Die vorläufige Unterbringung des Betroffenen hält einer Prüfung an diesen Maßstäben nicht stand.

(1) Es fehlt an ausreichenden Feststellungen zu einer erheblichen Gefährdung der öffentlichen Sicherheit und Ordnung durch den Betroffenen und zur Kausalität der diagnostizierten Persönlichkeitsstörung für die angenommene Gefährdung, § 12 FGG. Auch wenn im Verfahren der vorläufigen Unterbringung die Glaubhaftmachung der Unterbringungsvoraussetzungen genügt (vgl. Keidel/Kayser FGG 15. Aufl. § 70h Rn. 10) durfte im vorliegenden Fall die Unterbringung nicht lediglich auf die Angaben im Schreiben der Nachbarfamilien (so das Beschwerdegericht) gestützt werden. Es ist nicht ersichtlich, dass den in der Anhörung des Betroffenen vorgebrachten Einwendungen irgendeine Bedeutung beigemessen wurde, obwohl zwischen den Beteiligten erkennbar seit längerer Zeit nachbarliche Auseinandersetzungen ausgetragen wurden. Fehlerhaft war bereits, dass die Verwaltungsbehörde diese Erkenntnisse nicht zum Anlass weiterer Tatsachenaufklärung nahm, sondern den Betroffenen ohne Würdigung seines Vorbringens sofort vorläufig unterbrachte. Diese unzulängliche Sachverhaltsaufklärung fand Eingang in die vormundschaftsgerichtliche Entscheidung.
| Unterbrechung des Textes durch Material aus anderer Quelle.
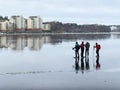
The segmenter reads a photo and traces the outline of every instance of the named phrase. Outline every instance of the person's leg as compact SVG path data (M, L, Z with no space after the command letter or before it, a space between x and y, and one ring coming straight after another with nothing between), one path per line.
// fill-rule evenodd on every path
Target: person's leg
M99 57L99 50L96 50L96 54L97 54L97 56Z

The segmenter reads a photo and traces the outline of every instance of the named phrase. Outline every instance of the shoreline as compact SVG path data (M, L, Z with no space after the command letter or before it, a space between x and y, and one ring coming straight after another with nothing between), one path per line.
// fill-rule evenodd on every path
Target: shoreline
M120 34L120 32L88 32L88 33L0 33L1 35L79 35L79 34Z

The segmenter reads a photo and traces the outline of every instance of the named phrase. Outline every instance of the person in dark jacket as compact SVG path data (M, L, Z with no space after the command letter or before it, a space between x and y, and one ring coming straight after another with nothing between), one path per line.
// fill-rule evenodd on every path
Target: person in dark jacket
M94 48L96 48L96 54L97 54L97 57L99 57L99 50L100 50L101 46L98 43L96 43Z
M81 57L83 57L83 55L84 55L84 42L83 41L80 44L80 48L81 48Z
M80 45L78 44L78 42L75 43L75 47L73 47L73 50L75 49L75 57L79 58L79 49L80 49Z
M90 48L90 43L86 42L85 44L85 56L89 56L89 48Z

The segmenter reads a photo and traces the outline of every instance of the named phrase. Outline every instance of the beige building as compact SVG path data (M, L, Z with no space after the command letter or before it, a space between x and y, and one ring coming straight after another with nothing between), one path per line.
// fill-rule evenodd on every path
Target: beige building
M10 22L15 24L14 28L16 30L23 31L26 29L26 23L25 23L25 19L23 16L11 16Z
M50 29L51 29L50 24L43 23L43 30L50 30Z
M1 25L1 27L0 27L0 30L2 31L2 32L6 32L6 31L8 31L8 27L9 27L9 21L2 21L2 22L0 22L0 25Z
M42 30L42 19L39 16L30 16L27 19L28 30Z

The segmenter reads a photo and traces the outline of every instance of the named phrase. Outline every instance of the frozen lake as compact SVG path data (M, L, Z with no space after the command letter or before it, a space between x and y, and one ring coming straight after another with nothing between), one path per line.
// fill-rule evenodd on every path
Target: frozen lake
M76 68L76 41L90 43L87 66L80 58ZM120 90L119 83L120 34L0 36L0 90Z

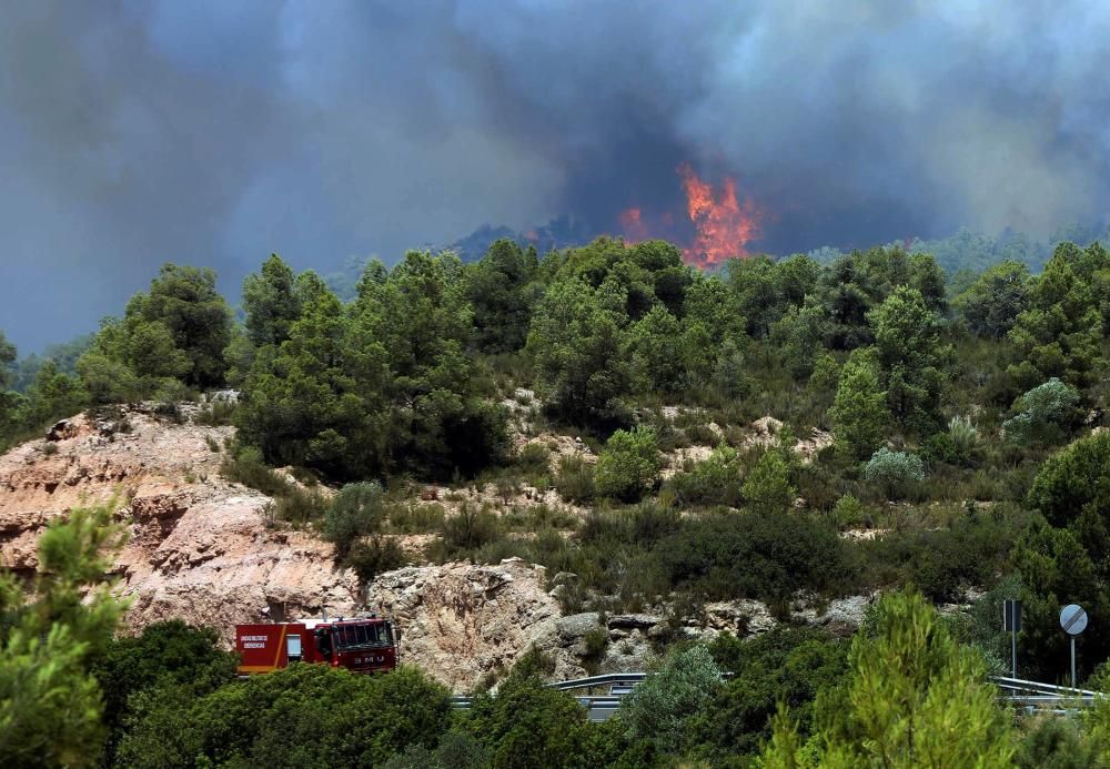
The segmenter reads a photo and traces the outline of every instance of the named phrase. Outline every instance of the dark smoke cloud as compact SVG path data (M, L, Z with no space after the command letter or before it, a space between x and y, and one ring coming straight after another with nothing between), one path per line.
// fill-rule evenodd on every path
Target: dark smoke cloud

Inwieweit sich aus der Anhörung des Betroffenen Tatsachen für die erhebliche Gefährdung der öffentlichen Sicherheit und Ordnung aufgrund seiner Erkrankung ergeben sollen (so das Vormundschaftsgericht), ist nicht nachvollziehbar, da aus der Niederschrift über die Anhörung solche Tatsachen nicht ersichtlich sind.
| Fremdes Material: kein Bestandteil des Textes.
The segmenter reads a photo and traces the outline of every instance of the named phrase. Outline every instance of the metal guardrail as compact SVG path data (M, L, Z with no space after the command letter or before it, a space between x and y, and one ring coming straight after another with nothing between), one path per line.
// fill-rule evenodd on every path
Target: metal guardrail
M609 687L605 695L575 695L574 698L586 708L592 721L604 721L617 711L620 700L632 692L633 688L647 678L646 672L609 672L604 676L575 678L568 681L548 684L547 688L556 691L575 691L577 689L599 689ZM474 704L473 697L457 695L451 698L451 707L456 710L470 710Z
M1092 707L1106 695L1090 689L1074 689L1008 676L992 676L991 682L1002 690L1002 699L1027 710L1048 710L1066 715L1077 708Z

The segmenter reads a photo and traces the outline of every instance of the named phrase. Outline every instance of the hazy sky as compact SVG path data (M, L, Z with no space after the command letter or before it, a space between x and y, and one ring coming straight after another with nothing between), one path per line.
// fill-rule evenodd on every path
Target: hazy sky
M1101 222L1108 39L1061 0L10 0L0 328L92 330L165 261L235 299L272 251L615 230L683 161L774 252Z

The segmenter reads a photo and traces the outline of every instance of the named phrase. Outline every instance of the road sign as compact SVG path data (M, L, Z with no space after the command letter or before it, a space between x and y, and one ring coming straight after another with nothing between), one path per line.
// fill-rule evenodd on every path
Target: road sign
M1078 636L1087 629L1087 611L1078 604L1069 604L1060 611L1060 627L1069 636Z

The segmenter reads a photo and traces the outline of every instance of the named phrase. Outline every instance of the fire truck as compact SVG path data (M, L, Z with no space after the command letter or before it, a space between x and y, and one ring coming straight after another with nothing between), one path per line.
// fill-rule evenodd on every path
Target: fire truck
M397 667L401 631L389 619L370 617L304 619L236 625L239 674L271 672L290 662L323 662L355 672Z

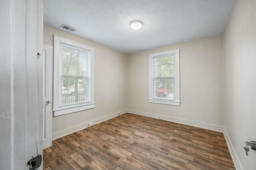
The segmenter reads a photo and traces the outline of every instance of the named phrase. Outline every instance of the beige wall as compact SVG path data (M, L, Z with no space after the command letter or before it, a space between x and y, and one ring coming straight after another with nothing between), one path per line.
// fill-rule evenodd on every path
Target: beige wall
M54 117L52 119L53 138L84 128L88 126L89 122L95 123L109 119L117 115L116 112L126 109L126 55L98 43L44 26L44 44L52 45L54 35L94 47L95 105L93 109ZM112 114L109 115L111 114Z
M160 119L222 130L222 46L220 36L129 54L129 111L148 116L160 115ZM180 106L149 103L148 54L177 48L180 49Z
M256 141L256 18L255 0L237 0L224 36L225 127L238 169L256 168L256 151L244 150Z

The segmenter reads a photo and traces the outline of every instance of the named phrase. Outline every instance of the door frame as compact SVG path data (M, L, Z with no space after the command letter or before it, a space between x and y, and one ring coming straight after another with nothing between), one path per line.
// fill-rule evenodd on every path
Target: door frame
M28 161L42 154L43 63L37 57L43 49L42 0L0 3L1 170L28 170Z
M43 0L26 0L26 9L25 157L28 161L42 155ZM38 169L42 169L42 162Z

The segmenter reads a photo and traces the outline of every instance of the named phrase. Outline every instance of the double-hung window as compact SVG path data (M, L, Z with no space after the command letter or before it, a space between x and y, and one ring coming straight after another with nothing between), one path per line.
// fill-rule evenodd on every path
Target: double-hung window
M94 48L54 37L55 116L94 108Z
M149 102L180 106L180 49L148 55Z

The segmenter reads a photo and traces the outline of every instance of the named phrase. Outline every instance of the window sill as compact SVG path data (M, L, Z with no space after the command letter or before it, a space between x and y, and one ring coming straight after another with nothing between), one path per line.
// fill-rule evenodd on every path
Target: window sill
M94 108L94 103L91 103L82 105L73 105L67 107L58 108L53 110L54 116L60 116L73 112L78 112L84 110Z
M155 99L149 99L148 102L154 103L162 104L164 105L174 105L175 106L180 106L180 102L177 101L171 101L165 100L157 100Z

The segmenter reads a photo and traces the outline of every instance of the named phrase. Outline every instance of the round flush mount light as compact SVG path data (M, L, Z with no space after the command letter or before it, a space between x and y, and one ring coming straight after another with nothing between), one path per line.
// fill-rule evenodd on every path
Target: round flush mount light
M140 30L143 25L143 22L139 20L134 20L131 21L129 25L134 30Z

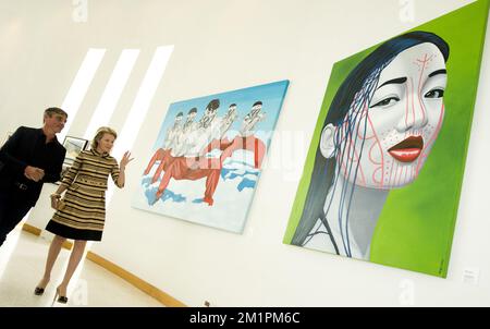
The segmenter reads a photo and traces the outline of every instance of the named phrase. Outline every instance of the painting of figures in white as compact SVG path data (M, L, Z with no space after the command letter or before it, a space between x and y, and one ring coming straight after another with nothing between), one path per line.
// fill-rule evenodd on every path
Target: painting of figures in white
M243 232L289 81L170 105L138 209Z

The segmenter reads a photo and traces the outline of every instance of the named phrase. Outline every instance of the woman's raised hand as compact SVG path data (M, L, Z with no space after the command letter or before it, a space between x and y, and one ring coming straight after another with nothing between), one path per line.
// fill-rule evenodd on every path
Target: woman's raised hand
M121 170L124 170L126 168L127 163L130 163L133 159L134 158L131 157L131 153L128 150L126 150L124 153L124 156L121 159L120 164L119 164L121 167Z

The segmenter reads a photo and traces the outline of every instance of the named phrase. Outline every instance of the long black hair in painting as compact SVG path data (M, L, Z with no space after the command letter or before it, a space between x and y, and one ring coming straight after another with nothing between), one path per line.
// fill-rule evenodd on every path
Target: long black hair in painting
M327 210L323 209L329 190L336 188L335 172L338 171L335 163L338 160L342 163L343 157L352 158L352 153L355 151L353 147L347 146L347 141L351 141L354 134L358 133L357 130L359 126L366 126L367 124L367 115L362 115L362 109L366 105L369 105L381 71L388 66L400 52L425 42L436 45L442 52L444 61L448 61L449 46L441 37L428 32L411 32L390 39L379 46L351 71L340 86L330 105L327 119L322 125L322 130L330 123L336 126L334 134L334 155L327 159L321 154L320 147L317 148L310 185L308 187L302 217L291 242L292 244L303 246L313 237L313 235L322 233L329 236L335 253L340 254L339 247L341 245L333 239L330 226L326 218L326 212L329 211L330 206L327 207ZM357 126L357 130L355 126ZM351 155L346 153L351 153ZM362 154L359 154L358 157L360 158ZM348 175L354 176L354 182L357 175L358 162L359 161L354 163L354 161L351 161L345 169ZM351 191L347 191L348 188L346 186L341 186L341 188L342 205L339 207L339 222L341 223L342 246L346 256L351 256L348 234L344 235L342 228L344 226L346 227L346 222L348 222L348 208L355 187L351 188ZM331 203L331 200L329 203ZM311 234L310 232L319 219L327 228L327 232L315 232Z

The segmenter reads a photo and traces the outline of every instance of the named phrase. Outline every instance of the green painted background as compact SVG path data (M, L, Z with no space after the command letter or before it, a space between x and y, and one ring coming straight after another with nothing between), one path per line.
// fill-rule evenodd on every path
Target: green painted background
M489 0L479 0L412 29L432 32L450 45L445 117L417 180L390 192L372 239L370 261L446 277L488 11ZM350 71L376 47L333 65L284 235L286 244L291 243L303 212L330 102Z

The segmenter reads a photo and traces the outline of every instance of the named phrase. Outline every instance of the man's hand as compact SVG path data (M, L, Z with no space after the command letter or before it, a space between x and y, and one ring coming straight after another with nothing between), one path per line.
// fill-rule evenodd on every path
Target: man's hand
M39 182L45 176L45 171L40 168L27 166L24 175L32 181Z

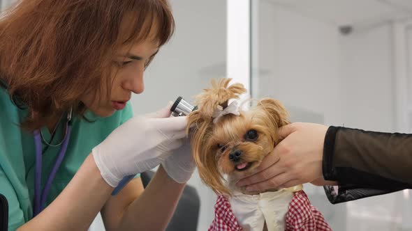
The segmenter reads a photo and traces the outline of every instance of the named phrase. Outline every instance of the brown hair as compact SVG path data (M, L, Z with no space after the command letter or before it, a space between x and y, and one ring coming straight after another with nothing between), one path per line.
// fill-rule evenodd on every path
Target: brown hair
M115 51L148 39L155 20L161 46L175 29L167 0L22 0L5 12L0 79L35 113L23 126L40 128L70 107L82 115L84 93L108 95Z

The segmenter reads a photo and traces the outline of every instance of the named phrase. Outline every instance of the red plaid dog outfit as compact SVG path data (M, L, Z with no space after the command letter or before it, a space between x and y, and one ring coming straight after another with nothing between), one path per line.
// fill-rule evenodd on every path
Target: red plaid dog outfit
M229 200L219 196L214 206L215 215L209 231L243 231L235 216ZM294 193L285 216L285 230L330 231L332 228L323 216L312 206L303 191ZM270 230L271 231L271 230Z

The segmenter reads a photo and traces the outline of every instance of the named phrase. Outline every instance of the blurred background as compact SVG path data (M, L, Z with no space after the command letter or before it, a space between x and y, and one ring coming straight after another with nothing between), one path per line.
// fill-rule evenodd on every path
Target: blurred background
M170 1L176 32L133 96L135 114L190 102L226 77L281 100L294 122L411 132L412 1ZM197 230L207 230L216 196L196 173L189 185L200 198ZM334 230L412 230L409 191L333 205L322 188L304 189ZM91 230L104 230L101 220Z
(2) Weder die Unterbringungsanordnung noch die Entscheidung des Beschwerdegerichts enthalten zureichende Feststellungen, warum mit dem Aufschub der vorläufigen Maßnahme Gefahr für die öffentliche Sicherheit und Ordnung verbunden gewesen wäre. Die Entscheidung des Beschwerdegerichts verkennt, dass das Nichtbefolgen der gesundheitsamtlichen Vorladungen zwar die Vorführung zur Untersuchung gemäß Art.7 Abs. 1 Satz 4 UnterbrG zu rechtfertigen vermag, aber keine tatsächliche Grundlage für die Gefahrenfeststellung liefert. Die vormundschaftsgerichtliche Begründung der Unterbringung geht insoweit über die Wiedergabe der gesetzlichen Voraussetzung nicht hinaus. Insbesondere lassen beide Entscheidungen eine Auseinandersetzung mit der sich aufdrängenden Frage vermissen, wieso drei Monate nach Eingang des Nachbarschreibens bei der zuständigen Behörde der Betroffene plötzlich eine derart dringende Gefahr für die öffentliche Sicherheit und Ordnung darstellen soll, nachdem es während dieses Zeitraums offenbar zu keinen neuen Vorfällen gekommen war.

3. Die Entscheidung über die notwendigen Auslagen beruht auf § 13a Abs. 1 Satz 1 FGG. Der Geschäftswert wurde nach § 31 Abs. 1 Satz 1, § 131 Abs. 2, § 30 Abs. 3 Satz 1 und Abs. 2 Satz 1 KostO festgesetzt.